What We Wish We’d Known About Making Audio Games (Excerpt I)
Joseph Jaquinta, CTO, TsaTsaTzu
(A lightly edited excerpt of the talk of the same name for the Berlin Voice Conference 2018.)
Ladies and gentlemen, welcome, and thank you for attending our talk. You can tell from our accents that we are Americans. Our country is currently suffering an unfortunate identity crisis. As a result, we usually over-compensate by engaging in a shameless minute of self-promotion. I will be reading the following statement as quickly as possible:
TsaTsaTzu is one of the oldest and most expansive game developers on the Alexa and Google Assistant platforms. We’ve had the first Massively Multiplayer game, the first Real Time Shooter, and were the first to take monetization seriously long before official APIs went live. Our experiences have been broad and deep, but not always successful. There are some things that work well in voice, some things that don’t, and it’s not always clear and straightforward ahead of time which your idea will be. But here we share all the joys and sorrows of the development path with advice on how to charter a clear course. Ask questions, get honest answers.
End shameless self-promotion.
Here’s the nitty-gritty of what we do at TsaTsaTzu. We develop custom voice applications for companies all over the world. We believe this platform – Voice – plays to our strengths which give us an advantage with unique development and UI design challenges. We develop games as a way of deploying (read: testing) our code before client rollout. We roll up parts of our code into games as a means of testing its performance and robustness. We deeply appreciate our players who pound on our code for free. We especially appreciate players who help us as we are trying to create compelling user experiences – or just working out what can and can not be done – very quickly with l(sadly) precious little platform support.

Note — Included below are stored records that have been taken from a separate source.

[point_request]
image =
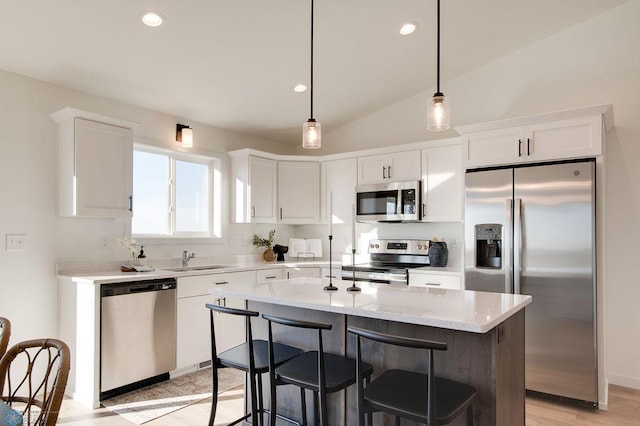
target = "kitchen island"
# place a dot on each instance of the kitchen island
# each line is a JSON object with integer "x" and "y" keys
{"x": 484, "y": 333}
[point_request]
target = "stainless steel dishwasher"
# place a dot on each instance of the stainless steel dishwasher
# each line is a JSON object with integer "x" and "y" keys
{"x": 137, "y": 334}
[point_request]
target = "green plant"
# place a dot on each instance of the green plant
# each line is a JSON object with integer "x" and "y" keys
{"x": 264, "y": 242}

We are writing (and in fact have written) the manuals on this challenging work.
Because everybody loves playing games, right?
Let’s get to our first example, text adventure games.
A Case Study of the Limited Linear Voice Interface: Text Adventure Games.
One of the entries I created for my very first Alexa hack-a-thon was a voice port of the classic RPG, Colossal Cave Adventure. This game has been around since the 1970s (which most people in this crowd will not remember), and it is one of the first things ported to new platforms. We thought this game – which uses cutting-edge technology of the 70s to deliver interactive RPG experiences – might gain some added life in a voice-only interface.
So, I trolled the internet, found a port of it in a language that I liked, and even went so far as to get permission of the person who wrote it to use it. (You know that intellectual property is important and all that., right?) Since it was an open input system, it took a little effort to work out all the possible correct (and incorrect) inputs and design an audio model for them and their combinations. But it was a nice challenge rather than being insanely difficult. In short order I had a demo running and, in emulation (which I had to write myself), was able to play the game from start to finish. There’s even a video of it up on YouTube somewhere.
I went into the hack-a-thon with visions of doors that could open. Other text adventure games waiting to be ported to this new platform. A wealth of opportunity for easy pickings. I had visions of new revenue sources dancing in my head.
At the hack-a-thon, I got to try my prototype out on an actual device. And there I learned it was terrible.
The game was way too verbose. On the screen there are lovely passages of detailed descriptions of the subterranean realm you are exploring. Some are just descriptive, others have clues to playing the game. But they were all much longer than was comfortable to hear in a computer generated voice. The game itself recognized this and would abbreviate the description after you had visited a place three times. But that still left an interminable amount of verbiage.
The take home was that what works well on a screen does not necessarily work well in voice. On a screen you can skip ahead, re-read, or just look for keywords. With voice you have to listen, from start to finish, at the pace the person is reading. The lesson learned was that every word must be relevant in voice. A three sentence response is pushing it. You as a developer/designer need to focus on using the minimum amount of verbiage to convey your message.
The gameplay just wasn’t interesting in voice. At the dawn of natural language parsing, much of the endearing fun of the game was finding out the exact language you need to use to trigger a certain action in the game. With a .001 Mhz processor and just over a megabyte of memory these machines don’t have a lot of space for aliases or sophisticated analysis. What was once an endearing process of learning how to communicate with a machine back in the day ends up being a U/X nightmare to a modern audience.
The lesson learned there is that voice is sufficiently different that just porting code will very seldom work. You need to redesign from the ground up. Choose-your-own-adventure type games have had some moderate popularity on the system. But they are generally composed of content custom to voice rather than ports of successes from other platforms.